There's no doubt rates of heartworm infection in Australia have dropped in the past 10 years. However, once confined to tropical regions, heartworm has now spread to southern regions of Australia and, as a disease that can be fatal to our four-legged friends, there is a growing need to raise awareness in pet owners, and reinforce the fact that prevention is key.

Prevention is Easy

According to a 2015 survey of 1600 Australian dog owners, as many as 64% of pet owners admitted to administering monthly heartworm prevention medication after it was due - leaving their dogs at risk of contracting heartworm. More alarmingly, while 99% of surveyed pet owners admitted knowing heartworm can be fatal to their pets, 8% did not use any prevention at all and 48% missed doses all together.

The good news is, prevention for both dogs (and cats) is easy. But before we get into that, let's take a look in more detail at heartworm.

What is heartworm?

Heartworm - or Dirofilariaimmitis - is carried and spread amongst certain species by mosquitos, in much the same way Malaria is spread by mosquitos in humans. Mosquitos bite an infected animal, ingesting microscopic heartworm larvae which are circulating in the blood of the infected animal. They develop further within the mosquito before being passed on to another host when the mosquito next bites an animal, which may be your beloved dog.

Once in its host, the heartworm matures, moving through the tissues, into the bloodstream and finally into the heart, by which time they are around 20-30cm in length. This can take around six months. At this stage, the adults will mate, producing millions of microscopic larvae, which again beging circulating the host's bloodstream.

Heartworm becomes fatal in host species (e.g. dogs, foxes), when hundreds of heartworms clog up the heart chamber and artery leading into the lungs - something that can take up to three years after initial infection.

How do I know if my dog has heartworm?

Because of the lifecycle of heartworms, it can take many years before the first symptoms appear. According to Vet Supply, heartworm is most commonly diagnosed in dogs aged between three and eight.

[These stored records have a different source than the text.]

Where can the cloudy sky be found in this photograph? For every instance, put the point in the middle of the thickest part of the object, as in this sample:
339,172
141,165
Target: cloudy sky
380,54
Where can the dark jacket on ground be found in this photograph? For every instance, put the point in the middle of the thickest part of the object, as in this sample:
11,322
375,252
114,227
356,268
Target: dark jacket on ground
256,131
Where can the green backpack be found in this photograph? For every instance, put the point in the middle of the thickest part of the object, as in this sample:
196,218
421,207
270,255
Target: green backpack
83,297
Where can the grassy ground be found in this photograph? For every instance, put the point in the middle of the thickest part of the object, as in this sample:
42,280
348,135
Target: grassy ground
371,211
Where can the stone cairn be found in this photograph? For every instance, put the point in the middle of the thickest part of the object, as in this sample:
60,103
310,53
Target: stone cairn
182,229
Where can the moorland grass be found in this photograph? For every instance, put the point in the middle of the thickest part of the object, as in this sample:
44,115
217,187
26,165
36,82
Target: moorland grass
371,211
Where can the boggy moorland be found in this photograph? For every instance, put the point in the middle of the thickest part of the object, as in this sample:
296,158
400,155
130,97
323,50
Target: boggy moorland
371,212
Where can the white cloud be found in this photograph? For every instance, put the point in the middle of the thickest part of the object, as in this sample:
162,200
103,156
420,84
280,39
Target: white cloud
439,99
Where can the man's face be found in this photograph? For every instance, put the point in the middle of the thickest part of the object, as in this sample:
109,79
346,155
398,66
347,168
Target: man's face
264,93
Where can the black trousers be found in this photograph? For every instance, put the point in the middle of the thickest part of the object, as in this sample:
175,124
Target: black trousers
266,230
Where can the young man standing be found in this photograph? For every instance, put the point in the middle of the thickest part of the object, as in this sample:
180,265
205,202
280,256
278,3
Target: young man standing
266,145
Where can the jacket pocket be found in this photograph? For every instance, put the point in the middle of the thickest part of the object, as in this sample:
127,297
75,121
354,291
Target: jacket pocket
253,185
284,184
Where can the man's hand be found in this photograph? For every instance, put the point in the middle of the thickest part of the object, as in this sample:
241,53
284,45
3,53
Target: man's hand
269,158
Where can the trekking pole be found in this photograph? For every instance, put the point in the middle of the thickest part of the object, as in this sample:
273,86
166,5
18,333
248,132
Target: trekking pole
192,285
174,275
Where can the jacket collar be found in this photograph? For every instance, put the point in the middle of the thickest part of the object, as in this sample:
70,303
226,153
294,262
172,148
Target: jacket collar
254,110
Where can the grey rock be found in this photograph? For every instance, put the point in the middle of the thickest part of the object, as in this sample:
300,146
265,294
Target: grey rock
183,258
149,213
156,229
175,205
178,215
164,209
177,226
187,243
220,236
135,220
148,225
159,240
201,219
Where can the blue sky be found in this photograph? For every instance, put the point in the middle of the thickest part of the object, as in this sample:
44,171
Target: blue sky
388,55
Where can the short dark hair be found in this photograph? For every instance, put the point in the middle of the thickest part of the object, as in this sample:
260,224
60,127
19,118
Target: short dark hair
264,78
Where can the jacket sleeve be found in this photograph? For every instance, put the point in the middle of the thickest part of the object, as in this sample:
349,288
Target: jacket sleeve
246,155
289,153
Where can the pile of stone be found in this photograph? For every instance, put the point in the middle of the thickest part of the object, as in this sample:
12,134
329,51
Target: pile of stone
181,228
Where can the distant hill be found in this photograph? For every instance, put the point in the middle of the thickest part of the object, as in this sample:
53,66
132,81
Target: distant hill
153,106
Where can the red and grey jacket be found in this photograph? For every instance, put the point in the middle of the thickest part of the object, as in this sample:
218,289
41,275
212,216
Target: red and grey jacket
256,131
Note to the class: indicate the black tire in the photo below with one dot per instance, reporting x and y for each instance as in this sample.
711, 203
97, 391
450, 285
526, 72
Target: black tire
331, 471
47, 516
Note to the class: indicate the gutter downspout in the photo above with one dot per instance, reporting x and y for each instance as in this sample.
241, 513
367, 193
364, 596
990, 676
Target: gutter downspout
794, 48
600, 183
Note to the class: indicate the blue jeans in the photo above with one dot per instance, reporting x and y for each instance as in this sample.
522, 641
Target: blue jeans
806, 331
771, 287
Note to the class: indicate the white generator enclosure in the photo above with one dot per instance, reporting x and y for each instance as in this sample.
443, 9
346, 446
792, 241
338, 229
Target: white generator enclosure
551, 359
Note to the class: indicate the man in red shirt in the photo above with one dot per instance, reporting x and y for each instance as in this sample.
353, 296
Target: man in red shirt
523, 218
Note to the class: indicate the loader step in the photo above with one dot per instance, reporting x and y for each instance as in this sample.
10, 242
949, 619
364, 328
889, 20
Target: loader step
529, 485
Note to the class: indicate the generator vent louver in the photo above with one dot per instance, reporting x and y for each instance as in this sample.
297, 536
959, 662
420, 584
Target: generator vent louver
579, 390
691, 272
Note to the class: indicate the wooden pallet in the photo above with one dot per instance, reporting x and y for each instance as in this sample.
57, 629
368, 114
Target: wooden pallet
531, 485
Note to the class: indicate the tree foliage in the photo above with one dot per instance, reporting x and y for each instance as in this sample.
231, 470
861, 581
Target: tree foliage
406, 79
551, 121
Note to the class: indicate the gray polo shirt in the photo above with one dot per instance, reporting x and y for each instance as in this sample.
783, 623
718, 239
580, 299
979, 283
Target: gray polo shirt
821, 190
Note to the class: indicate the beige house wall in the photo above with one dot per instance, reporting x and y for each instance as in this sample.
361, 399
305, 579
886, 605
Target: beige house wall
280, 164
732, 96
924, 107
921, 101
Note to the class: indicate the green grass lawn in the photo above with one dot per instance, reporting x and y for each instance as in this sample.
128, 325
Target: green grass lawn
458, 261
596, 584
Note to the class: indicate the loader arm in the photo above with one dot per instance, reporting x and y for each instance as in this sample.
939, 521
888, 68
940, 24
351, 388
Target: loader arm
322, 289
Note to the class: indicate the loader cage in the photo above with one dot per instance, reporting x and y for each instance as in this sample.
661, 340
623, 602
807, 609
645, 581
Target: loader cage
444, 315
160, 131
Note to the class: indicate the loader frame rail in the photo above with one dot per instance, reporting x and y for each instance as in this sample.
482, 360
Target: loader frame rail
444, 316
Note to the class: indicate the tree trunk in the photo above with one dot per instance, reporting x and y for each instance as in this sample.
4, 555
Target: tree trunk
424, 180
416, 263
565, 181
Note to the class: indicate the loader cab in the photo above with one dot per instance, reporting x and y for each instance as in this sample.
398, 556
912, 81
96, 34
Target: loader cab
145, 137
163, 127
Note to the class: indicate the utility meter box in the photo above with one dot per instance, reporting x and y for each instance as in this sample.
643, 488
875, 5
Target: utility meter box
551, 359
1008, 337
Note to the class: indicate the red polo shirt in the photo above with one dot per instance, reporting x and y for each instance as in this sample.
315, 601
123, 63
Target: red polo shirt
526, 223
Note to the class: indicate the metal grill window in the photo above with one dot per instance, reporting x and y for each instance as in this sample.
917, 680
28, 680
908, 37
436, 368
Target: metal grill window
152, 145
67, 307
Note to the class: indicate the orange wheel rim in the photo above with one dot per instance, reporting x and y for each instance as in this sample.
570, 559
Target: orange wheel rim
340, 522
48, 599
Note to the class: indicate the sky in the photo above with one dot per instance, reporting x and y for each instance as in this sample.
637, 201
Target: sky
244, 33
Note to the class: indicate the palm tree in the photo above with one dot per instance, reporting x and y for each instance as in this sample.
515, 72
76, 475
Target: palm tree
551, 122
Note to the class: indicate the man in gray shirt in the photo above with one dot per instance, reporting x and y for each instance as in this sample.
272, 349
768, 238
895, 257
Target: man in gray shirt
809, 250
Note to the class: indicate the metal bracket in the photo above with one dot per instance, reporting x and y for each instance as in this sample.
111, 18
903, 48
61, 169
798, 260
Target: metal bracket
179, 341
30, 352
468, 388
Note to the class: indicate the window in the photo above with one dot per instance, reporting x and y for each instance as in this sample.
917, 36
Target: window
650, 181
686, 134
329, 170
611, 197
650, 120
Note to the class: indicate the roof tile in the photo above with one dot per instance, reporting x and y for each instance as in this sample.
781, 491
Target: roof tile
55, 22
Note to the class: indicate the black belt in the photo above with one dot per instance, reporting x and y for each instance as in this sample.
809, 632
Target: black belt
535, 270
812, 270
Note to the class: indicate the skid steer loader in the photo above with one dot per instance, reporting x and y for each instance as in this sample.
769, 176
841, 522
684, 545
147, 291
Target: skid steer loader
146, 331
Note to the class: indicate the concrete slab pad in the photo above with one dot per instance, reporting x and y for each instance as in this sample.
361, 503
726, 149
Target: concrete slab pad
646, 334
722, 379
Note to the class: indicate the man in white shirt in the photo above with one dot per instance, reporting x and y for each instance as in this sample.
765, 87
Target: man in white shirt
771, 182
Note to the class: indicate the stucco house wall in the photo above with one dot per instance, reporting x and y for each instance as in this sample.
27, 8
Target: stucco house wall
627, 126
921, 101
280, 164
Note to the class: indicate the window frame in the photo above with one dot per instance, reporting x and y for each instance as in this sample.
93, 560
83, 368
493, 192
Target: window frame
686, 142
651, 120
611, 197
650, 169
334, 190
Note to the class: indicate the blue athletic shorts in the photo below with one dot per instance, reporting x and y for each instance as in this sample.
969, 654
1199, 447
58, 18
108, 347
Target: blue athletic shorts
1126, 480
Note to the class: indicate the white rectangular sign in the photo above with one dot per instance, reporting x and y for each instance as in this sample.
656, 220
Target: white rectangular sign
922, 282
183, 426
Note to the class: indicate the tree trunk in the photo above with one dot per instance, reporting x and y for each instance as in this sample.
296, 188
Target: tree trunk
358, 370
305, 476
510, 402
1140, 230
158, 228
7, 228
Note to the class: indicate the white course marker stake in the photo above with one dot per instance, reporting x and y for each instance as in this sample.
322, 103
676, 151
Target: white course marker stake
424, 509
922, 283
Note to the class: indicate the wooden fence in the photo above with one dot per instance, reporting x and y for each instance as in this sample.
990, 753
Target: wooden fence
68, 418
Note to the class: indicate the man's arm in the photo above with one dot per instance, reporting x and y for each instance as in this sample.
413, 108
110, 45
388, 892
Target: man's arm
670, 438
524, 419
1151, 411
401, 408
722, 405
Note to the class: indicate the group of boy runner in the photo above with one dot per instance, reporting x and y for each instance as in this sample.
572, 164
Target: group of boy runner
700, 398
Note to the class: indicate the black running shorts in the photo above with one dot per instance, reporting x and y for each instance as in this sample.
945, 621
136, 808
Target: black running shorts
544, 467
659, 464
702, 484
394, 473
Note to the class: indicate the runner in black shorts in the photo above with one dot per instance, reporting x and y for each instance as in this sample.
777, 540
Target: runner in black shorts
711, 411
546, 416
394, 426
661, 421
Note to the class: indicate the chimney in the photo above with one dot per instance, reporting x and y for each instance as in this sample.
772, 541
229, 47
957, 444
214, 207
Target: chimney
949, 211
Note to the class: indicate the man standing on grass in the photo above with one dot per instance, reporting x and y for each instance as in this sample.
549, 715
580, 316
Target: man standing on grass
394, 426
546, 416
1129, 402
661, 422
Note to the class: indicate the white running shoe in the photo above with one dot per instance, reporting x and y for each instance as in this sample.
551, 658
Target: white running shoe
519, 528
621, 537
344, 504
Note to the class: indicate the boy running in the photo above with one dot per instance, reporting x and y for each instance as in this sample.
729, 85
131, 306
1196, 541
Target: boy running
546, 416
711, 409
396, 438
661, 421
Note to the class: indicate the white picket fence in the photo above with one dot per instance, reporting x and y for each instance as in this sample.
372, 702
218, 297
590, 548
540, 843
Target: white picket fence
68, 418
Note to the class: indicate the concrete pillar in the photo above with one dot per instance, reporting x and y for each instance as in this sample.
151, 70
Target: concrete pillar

When they do start to show symptoms, tiredness and intolerance to exercise is often the first sign. During later stages, coughing, collapse, weight loss, bleeding from the nose and fluid retention can be symptoms.

It's worth noting that, while cats can be infected with heartworm, they are not a typical host as heartworm larvae don't survive to the adult stage. Sadly, this doesn't mean that heartworm isn't a significant problem for cats as infection can result in coughing, wheezing, difficulty breathing, lethargy and weight loss.

How can I prevent heartworm in my pet

If you have not been administering heartworm prevention medication to your dog, it's important to get him tested. Even if your dog is infected, your vet will be able to start treatment with chaces of survival extremely good in a dog showing little to no clinical sign of the infection.

You can choose from monthly chewable treats or spot on preparations to give to your dog, but if remembering to administer heartworm medication on a monthly basis is too much, you can now take advantage of an annual heartworm prevention injection, which can be administered alongside your pet's regular annual vaccinations. If you have just brought home a new puppy, the annual vaccination can be administered in those as young as three months, but will need to be administered again at six and 12 months of age.

Do I need to administer medication when I don't live in the tropics?

Put simply, yes. While heartworm is more prevalent in regions of North East Queensland, it has been detected in 9% of foxes in Sydney surrounds and 7% of foxes in Melbourne surrounds. This means there is a clear source of infection for city pets, and if your pet is not protected, it risks infection. Furthermore, heartworm affects up to 80% of totally unprotected dogs and 30% of dogs who have not received regular heartworm prevention.

We hope this month you will remember the impact heartworm can have on our beloved community of domestic pets, and take steps to test and prevent heartworm in your four-legged family.